Hyattsville officials hope a plan to add 176 public parking spaces to the city this month will increase commerce and spur development, particularly along U.S. Route 1.
The new spaces will add to the existing 246 spots, which are primarily located in a lot or on the street near the University Town Center on Toledo Road, and in a lot on Route 1 near Franklin’s Restaurant and Brewery.
New parking lots will open on Hamilton Street, Farragut Street and Jefferson Street, each near Route 1, adding 115 public spaces. The city also will add 61 on-street parking spaces on or near Route 1 and replace old meters for 46 existing spots on Route 1, said Jim Chandler, director of community and economic development for the city.
The lots and on-street spaces should be ready to use next week, Chandler said.
Chandler said business owners and residents have raised concerns about the lack of public parking in the city. The parking will support commercial properties along Route 1 so that current and potential business owners will not have to create on-site parking, he said.
“It will enable a capacity for retail and development,” Chandler said of the new parking. “It will certainly provide more adequate parking within close proximity to the [Route 1] corridor.”
At its Nov. 5 meeting, the Hyattsville City Council approved a rate of 50 cents per hour for all city-owned public parking spaces.
Previously, those who parked at University Town Center paid 75 cents per hour, while the rate was 25 cents per hour to park in the city’s on-street spots and in its public lot on Route 1.
The increased on-street parking along Route 1 also will mean that drivers will have only one lane in which to drive on certain parts of the street, although parking will be restricted from 6 to 9 a.m and 4 to 7 p.m., Chandler said.
City officials spent nearly $500,000 for the new lots and about $165,000 for the new metering equipment, Abby Sandel, communications manager for the city, stated in an email.
The on-street parking spaces will have new meters that will accept credit cards, which will be more convenient for customers than the older meters, which accepted only coins, Chandler said.
The single 50-cent rate for all public parking spaces also will make it easier for residents to determine how much they must pay to park, Chandler said. Signs will be posted near public parking spaces to inform residents of the change, which will go into effect when the new on-street parking spaces are active, he said.
Elliott Davis, manager of the store TV’s Plus More, on Route 1, said increased parking would help bring in more customers.
“When people come here it will make it much easier to park,” he said. “Right now, parking is real tough because it is real crowded.”
Davis said the increased rate of 50 cents probably will not be a huge issue, but that some customers might still be used to the old rate.
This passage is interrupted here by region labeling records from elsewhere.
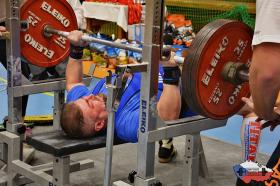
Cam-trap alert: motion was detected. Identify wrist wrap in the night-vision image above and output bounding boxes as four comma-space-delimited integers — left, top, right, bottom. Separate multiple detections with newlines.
69, 44, 84, 59
163, 66, 181, 85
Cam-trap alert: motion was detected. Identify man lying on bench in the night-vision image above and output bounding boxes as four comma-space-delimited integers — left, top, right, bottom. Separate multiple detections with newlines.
60, 31, 195, 162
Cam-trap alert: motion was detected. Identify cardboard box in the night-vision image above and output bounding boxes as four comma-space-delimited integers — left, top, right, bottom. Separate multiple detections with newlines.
128, 23, 145, 42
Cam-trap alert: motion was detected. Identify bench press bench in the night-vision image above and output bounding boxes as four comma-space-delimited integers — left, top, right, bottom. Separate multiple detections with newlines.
27, 131, 123, 157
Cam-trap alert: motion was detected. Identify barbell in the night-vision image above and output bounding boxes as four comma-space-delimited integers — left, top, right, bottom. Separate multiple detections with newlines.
2, 0, 174, 67
182, 20, 253, 119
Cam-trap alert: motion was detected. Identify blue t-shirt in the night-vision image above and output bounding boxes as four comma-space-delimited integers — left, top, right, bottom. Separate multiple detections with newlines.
66, 73, 194, 142
66, 73, 163, 142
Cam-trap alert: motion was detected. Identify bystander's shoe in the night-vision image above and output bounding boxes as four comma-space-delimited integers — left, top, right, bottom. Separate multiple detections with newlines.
158, 138, 177, 163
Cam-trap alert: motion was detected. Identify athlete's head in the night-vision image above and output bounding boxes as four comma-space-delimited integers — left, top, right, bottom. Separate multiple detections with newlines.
60, 94, 108, 138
“Fifty cents an hour is still cheap,” he said. “But 25 cents is better.”
Hyattsville resident Jenny Gleason, 33, said the only part of the plan that concerns her is the added parking along Route 1. The additional parking could make traffic on the street worse, she said, although she added that she is supportive of the increased parking overall.
“We definitely need to address the parking, because you can just tell how it is becoming more and more congested,” Gleason said.